Lenders want to make sure the new monthly mortgage payments will be affordable. They do so by comparing gross monthly income with the new mortgage payment, including an amount for property taxes and insurance. The mortgage payment takes into consideration taxes and insurance along with an interest rate selected for the loan and the actual term of the loan.
If this total monthly payment will be $2,000 and gross monthly income is $6,000, the debt ratio is then 33. $2,000 represents 33 percent of $6,000. A secondary ratio then adds other monthly credit obligations such as a car payment or student loan payments. It’s relatively easy to arrive at these numbers by looking at a borrower’s monthly pay check which shows gross monthly income. But it’s not so easy sometimes when reviewing someone that is self-employed and doesn’t get a regular pay check on the 1st and 15th.
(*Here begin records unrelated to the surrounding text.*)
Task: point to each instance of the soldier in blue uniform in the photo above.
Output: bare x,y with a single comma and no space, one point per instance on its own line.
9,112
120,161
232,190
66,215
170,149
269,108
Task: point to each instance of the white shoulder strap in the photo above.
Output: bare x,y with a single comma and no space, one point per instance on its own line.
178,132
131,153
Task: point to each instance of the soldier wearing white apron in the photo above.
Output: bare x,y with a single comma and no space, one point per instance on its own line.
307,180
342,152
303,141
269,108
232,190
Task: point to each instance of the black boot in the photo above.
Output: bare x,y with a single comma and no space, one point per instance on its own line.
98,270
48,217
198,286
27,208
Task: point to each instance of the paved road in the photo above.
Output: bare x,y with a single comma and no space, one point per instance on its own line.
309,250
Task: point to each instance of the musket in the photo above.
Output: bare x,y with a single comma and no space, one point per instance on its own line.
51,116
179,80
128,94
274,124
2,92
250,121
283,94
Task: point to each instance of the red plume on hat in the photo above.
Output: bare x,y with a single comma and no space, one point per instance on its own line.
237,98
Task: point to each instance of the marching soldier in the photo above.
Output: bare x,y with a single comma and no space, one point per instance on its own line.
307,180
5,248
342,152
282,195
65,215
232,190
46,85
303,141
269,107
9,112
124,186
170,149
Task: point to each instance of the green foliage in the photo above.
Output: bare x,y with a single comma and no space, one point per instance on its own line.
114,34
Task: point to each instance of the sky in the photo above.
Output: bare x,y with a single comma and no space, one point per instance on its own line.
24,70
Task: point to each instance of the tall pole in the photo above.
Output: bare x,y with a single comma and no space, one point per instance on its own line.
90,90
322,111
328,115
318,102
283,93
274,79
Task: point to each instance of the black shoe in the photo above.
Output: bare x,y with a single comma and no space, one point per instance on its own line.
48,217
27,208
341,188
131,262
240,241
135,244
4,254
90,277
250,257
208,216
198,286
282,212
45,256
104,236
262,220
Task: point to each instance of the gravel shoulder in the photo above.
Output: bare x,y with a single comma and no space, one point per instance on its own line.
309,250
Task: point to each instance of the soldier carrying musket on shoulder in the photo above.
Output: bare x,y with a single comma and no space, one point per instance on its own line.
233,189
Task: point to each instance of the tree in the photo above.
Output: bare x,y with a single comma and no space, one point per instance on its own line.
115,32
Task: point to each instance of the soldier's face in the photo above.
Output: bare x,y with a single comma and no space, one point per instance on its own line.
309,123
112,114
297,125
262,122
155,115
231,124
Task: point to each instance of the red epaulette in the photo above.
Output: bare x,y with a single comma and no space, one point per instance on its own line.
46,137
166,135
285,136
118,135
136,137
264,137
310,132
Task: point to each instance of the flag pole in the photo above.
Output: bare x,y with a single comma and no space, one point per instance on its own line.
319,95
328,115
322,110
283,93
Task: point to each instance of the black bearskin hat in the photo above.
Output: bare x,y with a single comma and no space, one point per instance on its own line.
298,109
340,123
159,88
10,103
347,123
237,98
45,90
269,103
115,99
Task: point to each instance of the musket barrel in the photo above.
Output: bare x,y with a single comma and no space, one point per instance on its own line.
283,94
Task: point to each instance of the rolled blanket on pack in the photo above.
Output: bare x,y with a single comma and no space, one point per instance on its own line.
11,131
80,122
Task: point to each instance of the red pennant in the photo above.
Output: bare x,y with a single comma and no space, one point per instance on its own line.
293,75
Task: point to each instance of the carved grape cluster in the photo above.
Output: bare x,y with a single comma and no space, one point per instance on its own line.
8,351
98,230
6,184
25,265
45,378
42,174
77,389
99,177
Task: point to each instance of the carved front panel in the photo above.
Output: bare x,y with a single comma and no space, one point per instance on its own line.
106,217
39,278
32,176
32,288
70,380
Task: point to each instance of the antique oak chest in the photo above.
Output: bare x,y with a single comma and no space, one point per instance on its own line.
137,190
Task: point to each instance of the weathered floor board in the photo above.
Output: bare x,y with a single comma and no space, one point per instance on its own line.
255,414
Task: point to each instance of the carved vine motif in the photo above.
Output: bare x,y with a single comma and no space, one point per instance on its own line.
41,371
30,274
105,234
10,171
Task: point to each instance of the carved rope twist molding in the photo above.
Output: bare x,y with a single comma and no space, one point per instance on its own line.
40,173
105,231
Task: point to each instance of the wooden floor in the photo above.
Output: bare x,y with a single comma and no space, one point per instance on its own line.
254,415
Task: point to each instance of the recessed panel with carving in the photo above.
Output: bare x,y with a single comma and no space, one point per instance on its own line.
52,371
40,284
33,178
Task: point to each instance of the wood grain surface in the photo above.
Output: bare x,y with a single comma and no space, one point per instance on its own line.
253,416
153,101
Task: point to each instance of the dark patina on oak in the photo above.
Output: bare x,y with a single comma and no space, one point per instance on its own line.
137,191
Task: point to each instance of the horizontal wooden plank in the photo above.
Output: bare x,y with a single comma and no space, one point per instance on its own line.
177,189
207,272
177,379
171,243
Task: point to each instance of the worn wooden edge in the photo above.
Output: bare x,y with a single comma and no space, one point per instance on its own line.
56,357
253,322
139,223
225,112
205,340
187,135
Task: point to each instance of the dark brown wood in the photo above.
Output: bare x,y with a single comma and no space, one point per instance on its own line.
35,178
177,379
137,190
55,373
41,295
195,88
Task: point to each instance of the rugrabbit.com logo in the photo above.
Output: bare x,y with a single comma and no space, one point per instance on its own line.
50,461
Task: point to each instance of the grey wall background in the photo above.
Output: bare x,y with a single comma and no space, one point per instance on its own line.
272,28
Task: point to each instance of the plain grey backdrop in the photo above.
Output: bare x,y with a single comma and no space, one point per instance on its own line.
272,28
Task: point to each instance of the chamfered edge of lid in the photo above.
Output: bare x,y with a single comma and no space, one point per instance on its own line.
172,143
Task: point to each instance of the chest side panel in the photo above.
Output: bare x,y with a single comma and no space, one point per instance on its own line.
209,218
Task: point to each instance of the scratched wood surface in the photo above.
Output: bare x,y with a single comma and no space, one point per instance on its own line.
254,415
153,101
Self-employment income will vary from month to month. Someone might have a very good month and then the next month not so much. So, what does a lender do? To arrive at a gross monthly income amount for qualifying, lenders look at the last two years of tax returns, personal and business. Net business income, gross income less operating expenses, is added up over the last two years. In addition to income listed on the tax returns, lenders will also request a year-to-date profit and loss statement. This amount is added to the amounts gleaned from tax returns and averaged together to arrive at a qualifying amount. Lenders can also look at copies of bank statements which will reflect deposits resulting from business income.
Lenders want to see year to year amount be relatively similar. Wild swings from one year to the next can cause problems, especially so if last year’s tax returns showed much less income than the previous year. This can alert the underwriter the business may no longer be viable and require the borrowers to explain the drop in income. Finally, loan guidelines ask the borrowers be self-employed for at least two years.
The self-employed borrower can expect to provide more paperwork to the lender compared to someone who is not self-employed and underwritten a bit differently. However, if you’re self-employed, your loan officer can provide you with a list of needed documentation upfront to make sure loan application sails through.